The Eighth Air Force’s 1st Bomb Division stood down on Christmas Day; the 2nd and 3rd Divisions targeted communications centers and rail bridges west of the Rhine. The I. Jagdkorps fighters did not fly. II. Jagdkorps attempted to assemble a battle formation comprising the Stab and three Gruppen of JG 1, plus IV.(Sturm)/JG 3—all of them experienced RLV units—to oppose the bombers. The Gefechtsverband could not be formed. Every Gruppe but one was broken up by the P-51 escorts; I./JG 1 reached the 2nd Bomb Division stream unmolested, downed three 389th Bomb Group B-24s, and returned to Twente short only three Fw 190s, all of whose pilots survived. IV.(Sturm)/JG 3 apparently shot down a single 467th Group B-24, but was punished badly by 479th Group Mustangs, losing eight Fw 190s and seven pilots. Again most of the day’s aerial activity was over the Bulge, on tactical missions; II. Jagdkorps lost a total of 49 pilots KIA and 13 WIA.

Whenever possible for the next five days, the Eighth Air Force bombers attacked German communications targets and rail yards behind the Ardennes battlefront, taking off for some missions through freezing rain.

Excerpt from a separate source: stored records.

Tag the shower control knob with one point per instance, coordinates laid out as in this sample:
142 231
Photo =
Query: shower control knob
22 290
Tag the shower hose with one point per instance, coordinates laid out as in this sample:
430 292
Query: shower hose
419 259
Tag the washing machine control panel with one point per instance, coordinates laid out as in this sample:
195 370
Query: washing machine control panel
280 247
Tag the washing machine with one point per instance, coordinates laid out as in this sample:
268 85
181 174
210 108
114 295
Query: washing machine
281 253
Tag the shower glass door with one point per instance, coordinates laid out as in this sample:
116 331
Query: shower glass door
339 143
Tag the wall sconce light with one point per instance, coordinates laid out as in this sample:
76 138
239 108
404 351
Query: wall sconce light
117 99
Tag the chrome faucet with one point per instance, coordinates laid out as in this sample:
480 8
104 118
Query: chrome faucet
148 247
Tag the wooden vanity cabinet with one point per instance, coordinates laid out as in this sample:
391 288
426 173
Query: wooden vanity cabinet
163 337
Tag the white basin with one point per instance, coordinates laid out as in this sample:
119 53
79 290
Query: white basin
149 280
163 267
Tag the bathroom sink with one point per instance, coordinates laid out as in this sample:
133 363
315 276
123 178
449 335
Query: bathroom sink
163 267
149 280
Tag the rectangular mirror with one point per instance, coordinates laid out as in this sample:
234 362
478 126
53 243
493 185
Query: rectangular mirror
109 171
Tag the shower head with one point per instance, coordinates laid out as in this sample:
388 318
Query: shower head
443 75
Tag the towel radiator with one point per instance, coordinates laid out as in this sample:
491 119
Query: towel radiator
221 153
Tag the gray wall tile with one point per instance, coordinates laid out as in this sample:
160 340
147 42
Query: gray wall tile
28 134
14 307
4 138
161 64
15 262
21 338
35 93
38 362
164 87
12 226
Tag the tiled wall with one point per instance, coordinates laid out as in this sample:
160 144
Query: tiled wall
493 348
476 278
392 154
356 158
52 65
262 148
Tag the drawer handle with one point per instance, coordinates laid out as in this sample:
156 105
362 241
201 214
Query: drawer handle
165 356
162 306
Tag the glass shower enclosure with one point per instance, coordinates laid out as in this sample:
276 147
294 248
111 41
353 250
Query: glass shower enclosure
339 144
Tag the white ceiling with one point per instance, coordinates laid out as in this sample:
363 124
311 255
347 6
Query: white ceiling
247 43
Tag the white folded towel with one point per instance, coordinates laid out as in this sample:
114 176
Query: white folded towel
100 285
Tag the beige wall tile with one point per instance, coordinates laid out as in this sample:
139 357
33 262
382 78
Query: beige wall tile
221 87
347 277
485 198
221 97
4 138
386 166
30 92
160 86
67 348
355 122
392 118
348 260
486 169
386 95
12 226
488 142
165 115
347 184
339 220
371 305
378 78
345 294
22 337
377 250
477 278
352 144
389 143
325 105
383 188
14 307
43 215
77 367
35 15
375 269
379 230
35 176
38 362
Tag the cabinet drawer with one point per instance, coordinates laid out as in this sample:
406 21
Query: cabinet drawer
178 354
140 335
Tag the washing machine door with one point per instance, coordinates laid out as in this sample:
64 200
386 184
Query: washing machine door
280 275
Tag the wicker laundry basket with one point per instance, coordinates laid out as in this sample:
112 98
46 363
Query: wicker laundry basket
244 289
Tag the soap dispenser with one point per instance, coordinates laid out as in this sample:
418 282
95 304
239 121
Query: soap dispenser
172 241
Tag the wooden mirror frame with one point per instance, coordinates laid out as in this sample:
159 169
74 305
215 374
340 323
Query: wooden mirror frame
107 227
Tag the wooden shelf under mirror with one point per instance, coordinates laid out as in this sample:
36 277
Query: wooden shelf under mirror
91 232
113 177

I. Jagdkorps was not ordered to intercept the heavies until the 31st, when, with the ground situation stabilized, the Eighth Air Force returned to its strategic campaign, sending 2,100 fighters and bombers to a variety of targets, including the Hamburg-Harburg refineries and the Misburg hydrogenation plant. JG 300 and JG 301 scrambled in full force against the 3rd Bomb Division, which was making the deepest penetration. Both Geschwader succeeded in finding small openings in the escort screen. The “Bloody 100th” Group was scourged once again, losing seven B-17s to the fighters, three to collision, two to Flak, and one to an internal fire. The 452nd Bomb Group was also hit by the Focke-Wulfs, and lost five B-17s. The P-51s then arrived to inflict typical punishment on the German fighters, which lost 24 KIA and 10 WIA on the mission.

The following table shows the strength of I. Jagdkorps (containing the RLV fighters) and II. Jagdkorps (containing the western front tactical fighters) at the end of the last two quarters of 1944. These totals include some units that were rebuilding and not operational. These were intended to be activated for Galland’s Big Blow against the Eighth Air Force, but most were instead ordered to II. Jagdkorps for the Ardennes battle.

The German winter offensive had stalled, and on the 31st the top priority missions for all of the II. Jagdkorps fighters were within the Bulge. They had flown a few offensive ground-support missions over the Ardennes to aid the leading armor units and the fighting around Bastogne, but their most valuable service was on anti-Jabo patrols, searching for the deadly Allied fighter-bombers. This was very dangerous work, because once the Allied fighters dropped their ordnance they were equal in performance to the German fighters, and nearly always outnumbered them. During December 16–31, II. Jagdkorps lost 400 pilots killed or missing. Despite these losses and the stagnant ground situation, the II. Jagdkorps unit commanders received coded radio messages on the afternoon of the 31st announcing that Operation Bodenplatte would be carried out on the next day and authorizing the briefing of the pilots. The coded attack time came through later. The targeted airfields would be all be hit at 0920 hours. Although it no longer made any military sense, General Peltz had gotten his wish, and 34 Jagdgruppen—the largest force of German fighters ever to take to the air—would take off at dawn on a mission which would seal the fate of the German fighter force.